Let's take the example below, which my Dad forwarded to me earlier today to ask if it was a phishing email scam or not. My Dad recently purchased an Apple computer so the scammer was luckily well timed:-
- Check the senders email address
- Usually the senders address will *look* like a genuine email, but it's not actually the genuine email address for the company they claim to be
- Check to see if the last part of the email address they're sending from does actually legitimately belong to that company. A company like Apple will use apple.com for their web address, and not other variations such as this-is-apple.com or account-verification-apple.com, or other things made to look genuine
- In this case, the sender appears to have masked the email to look like Apple's email as the email address does end in apple.com
- Check where the link points
- This really is the most important part
- In this case, the link is the word highlighted in blue, above... "Restore >"
- In most email programs, you should be able to right-click on the link and copy the web address which the link belongs to. I've included an example screenshot above, but each email program is different so it could be along the lines of:-
- "Copy link location"
- "Link Target"
- "Edit Hyperlink"
- Or, if none of those options are available, then try:-
- This:-
- Click Reply/Forward
- Right click on the URL>> Edit Hyperlink
- Copy the link from the Address Textbox.
- Or this:-
- Right click on the link and go to "Properties" to view the link. If you do need to go to properties, you're looking for the text which starts with http://
- In this example, the link was:-
http://www.apple.com-uk-cgi-bin-webscr-cmd.org/restore/account
- Now if this link is genuine, it will go to Apple's website to restore the account, like the email claims. If the link isn't genuine, it will go to a fake phishing website, which may look like Apple's website but is not. This fake website will ask for your personal information in attempt to use it to steal from you or commit identity fraud using your details.
- So how do we tell if the link is fake or not?
- Find the first forward slash / after the http://
- Now, move left from that point, to find the first dot you come across
- Last, make a note of the bit in between.
- The part in between will be the "domain name" that the link is pointing to. This part is the part which will help you tell if this email is genuine or not. In our example, the domain name (as per the above picture) is com-uk-cgi-bin-webscr-cmd.org. Now unless Apple have changed their company name to com-uk-cgi-bin-webscr-cmd.org and nobody's told me about it, then we can be pretty certain that this domain name isn't in fact apple, and is the domain name / web address of a scammer, and it should not be trusted!!
- As you can see, although the part before com-uk-cgi-bin-webscr-cmd.org was www.apple, this isn't the actual domain name itself and because this part is separated by a dot (.), the scammer can make this bit up and call it whatever they like. It's a very clever trick, but hopefully now you've read this you're a little bit wiser!

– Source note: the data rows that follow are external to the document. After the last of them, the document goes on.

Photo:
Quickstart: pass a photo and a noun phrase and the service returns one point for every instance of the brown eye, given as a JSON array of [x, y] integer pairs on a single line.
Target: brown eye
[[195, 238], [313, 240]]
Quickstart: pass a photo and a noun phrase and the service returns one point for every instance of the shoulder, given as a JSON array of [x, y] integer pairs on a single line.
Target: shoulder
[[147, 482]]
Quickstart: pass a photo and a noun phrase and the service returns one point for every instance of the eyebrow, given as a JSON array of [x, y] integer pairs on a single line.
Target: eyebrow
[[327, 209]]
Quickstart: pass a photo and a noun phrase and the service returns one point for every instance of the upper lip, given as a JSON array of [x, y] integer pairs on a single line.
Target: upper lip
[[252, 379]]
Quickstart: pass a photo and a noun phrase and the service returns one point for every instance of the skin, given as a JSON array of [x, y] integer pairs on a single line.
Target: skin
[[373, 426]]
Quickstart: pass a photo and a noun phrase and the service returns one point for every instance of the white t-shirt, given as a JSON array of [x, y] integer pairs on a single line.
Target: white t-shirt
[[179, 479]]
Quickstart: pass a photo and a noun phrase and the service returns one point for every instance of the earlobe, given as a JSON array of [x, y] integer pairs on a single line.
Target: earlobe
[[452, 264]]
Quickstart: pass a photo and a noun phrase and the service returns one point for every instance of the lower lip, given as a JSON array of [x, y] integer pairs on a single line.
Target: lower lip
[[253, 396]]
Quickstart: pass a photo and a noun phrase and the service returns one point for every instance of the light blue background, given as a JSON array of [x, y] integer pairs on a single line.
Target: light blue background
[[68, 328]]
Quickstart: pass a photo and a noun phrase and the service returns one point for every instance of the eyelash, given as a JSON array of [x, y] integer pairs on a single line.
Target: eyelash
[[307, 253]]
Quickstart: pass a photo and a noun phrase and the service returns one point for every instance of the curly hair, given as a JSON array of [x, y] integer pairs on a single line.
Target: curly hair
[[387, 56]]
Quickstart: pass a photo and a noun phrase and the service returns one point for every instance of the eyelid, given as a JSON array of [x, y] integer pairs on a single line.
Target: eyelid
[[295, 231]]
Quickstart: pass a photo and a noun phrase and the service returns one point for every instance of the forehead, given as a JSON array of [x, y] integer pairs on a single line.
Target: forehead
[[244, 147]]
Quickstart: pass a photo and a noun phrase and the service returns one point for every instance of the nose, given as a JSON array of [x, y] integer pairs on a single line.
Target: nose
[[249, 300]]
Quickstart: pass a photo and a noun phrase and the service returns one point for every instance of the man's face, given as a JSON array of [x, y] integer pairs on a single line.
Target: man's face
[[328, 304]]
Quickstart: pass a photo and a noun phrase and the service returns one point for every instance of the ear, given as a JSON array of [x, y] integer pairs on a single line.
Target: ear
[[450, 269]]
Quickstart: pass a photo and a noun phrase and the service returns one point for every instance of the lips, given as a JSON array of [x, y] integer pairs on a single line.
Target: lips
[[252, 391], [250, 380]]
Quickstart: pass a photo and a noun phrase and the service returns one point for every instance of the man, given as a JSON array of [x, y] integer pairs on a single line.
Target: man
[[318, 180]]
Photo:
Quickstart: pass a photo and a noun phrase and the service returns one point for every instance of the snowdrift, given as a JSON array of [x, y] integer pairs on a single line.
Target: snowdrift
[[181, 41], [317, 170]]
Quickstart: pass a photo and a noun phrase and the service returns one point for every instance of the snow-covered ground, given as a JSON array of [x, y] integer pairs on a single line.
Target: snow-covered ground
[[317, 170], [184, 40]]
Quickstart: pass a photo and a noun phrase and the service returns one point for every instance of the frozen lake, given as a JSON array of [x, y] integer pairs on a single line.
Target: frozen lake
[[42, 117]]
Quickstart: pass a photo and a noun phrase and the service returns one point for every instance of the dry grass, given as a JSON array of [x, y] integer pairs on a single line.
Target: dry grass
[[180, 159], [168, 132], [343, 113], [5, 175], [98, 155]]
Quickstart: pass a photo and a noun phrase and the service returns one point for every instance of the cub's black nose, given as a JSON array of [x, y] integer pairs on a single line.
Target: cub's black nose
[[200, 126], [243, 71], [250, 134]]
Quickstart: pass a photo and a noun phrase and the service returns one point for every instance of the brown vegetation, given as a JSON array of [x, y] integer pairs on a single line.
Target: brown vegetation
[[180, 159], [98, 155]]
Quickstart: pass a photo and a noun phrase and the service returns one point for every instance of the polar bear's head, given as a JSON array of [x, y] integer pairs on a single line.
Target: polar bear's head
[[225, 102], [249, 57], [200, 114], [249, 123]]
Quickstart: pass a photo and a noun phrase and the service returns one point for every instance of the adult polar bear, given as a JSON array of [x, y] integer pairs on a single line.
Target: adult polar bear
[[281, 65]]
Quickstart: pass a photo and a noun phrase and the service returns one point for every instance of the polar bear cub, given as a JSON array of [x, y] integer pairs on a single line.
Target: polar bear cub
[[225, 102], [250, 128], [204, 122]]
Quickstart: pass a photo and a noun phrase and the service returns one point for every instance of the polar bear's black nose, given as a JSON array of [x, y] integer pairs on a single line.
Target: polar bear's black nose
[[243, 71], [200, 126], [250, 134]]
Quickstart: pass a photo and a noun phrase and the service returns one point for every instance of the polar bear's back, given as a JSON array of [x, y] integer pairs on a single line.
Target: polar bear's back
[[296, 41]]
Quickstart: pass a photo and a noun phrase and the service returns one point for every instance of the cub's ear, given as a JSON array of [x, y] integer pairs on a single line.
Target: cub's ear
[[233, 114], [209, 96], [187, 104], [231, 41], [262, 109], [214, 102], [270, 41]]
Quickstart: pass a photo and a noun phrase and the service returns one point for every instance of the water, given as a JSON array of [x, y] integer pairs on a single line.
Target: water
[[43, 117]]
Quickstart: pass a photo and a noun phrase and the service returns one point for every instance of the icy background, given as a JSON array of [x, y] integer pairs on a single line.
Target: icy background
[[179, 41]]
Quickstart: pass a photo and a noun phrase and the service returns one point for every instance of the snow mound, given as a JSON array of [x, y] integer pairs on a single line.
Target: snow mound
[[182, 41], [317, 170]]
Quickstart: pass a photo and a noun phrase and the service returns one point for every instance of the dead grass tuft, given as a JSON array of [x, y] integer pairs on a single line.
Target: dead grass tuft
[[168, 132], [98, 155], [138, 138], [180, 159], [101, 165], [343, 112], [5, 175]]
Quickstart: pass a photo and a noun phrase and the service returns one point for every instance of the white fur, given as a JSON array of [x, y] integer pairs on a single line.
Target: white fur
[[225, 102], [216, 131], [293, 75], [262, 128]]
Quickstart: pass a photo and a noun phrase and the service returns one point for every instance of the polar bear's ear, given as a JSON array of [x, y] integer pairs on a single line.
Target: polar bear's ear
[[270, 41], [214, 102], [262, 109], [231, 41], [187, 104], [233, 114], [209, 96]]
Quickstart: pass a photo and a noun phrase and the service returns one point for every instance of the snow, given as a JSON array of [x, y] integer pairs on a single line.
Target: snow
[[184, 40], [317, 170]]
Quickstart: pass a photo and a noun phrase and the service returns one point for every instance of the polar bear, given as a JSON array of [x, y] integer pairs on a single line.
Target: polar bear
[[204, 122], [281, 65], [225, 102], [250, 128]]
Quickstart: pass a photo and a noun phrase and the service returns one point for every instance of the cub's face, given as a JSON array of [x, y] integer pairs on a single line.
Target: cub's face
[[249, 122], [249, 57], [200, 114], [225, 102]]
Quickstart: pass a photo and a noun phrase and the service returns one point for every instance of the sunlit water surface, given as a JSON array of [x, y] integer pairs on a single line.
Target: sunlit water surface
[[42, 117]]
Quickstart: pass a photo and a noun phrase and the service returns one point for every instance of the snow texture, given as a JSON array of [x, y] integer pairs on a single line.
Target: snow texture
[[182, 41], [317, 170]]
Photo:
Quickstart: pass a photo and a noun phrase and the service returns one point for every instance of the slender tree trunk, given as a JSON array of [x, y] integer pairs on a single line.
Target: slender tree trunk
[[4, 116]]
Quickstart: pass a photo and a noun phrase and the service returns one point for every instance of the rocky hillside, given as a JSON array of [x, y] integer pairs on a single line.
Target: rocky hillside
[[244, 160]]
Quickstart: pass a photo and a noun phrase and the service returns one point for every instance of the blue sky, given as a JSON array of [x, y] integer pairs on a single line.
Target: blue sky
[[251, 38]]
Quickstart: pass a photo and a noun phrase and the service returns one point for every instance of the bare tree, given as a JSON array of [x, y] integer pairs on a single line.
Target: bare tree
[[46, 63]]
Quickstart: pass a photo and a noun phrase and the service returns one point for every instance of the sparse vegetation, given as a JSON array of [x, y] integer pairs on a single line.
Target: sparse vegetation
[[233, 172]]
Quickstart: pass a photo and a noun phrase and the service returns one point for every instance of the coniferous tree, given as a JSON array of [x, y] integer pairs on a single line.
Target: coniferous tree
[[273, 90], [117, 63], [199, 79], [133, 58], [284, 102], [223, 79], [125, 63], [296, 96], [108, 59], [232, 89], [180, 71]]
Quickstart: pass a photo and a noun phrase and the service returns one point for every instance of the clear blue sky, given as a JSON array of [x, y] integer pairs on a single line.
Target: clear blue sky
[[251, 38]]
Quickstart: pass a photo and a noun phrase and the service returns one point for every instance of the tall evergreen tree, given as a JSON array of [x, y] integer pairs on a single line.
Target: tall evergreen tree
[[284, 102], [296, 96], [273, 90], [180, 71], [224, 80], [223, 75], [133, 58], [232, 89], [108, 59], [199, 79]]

- If the domain name looks like the company's actual name, but includes a variety of other information, then it's usually because it's a fake domain name, especially if it includes lots of hyphens (-). So it's safe to say anything along these lines would be fake:-
- verification-apple.com
- your-invoice-ups.com
- notification-system.com.cgi-bin-org.com
In Conclusion
Remember.... operate a "guilty until proven innocent" mentality when opening emails like this, and don't click on links unless you're 100% sure they're genuine. Chances are, it will be a phishing scam, trojan or virus!!! If an email is asking for account verification or to restore your account, remember that it is extremely rare that this would ever genuinely happen.
I hope you found all of the above useful, even though it's a lot to take in! The good news is that once you've learnt how to check if an email and a link in an email is valid and done it once or twice, it should be easy to remember and become second nature to you.
Now Dad, I'm hoping you've read this; so please do me a favour and stop forwarding me these damn emails!!!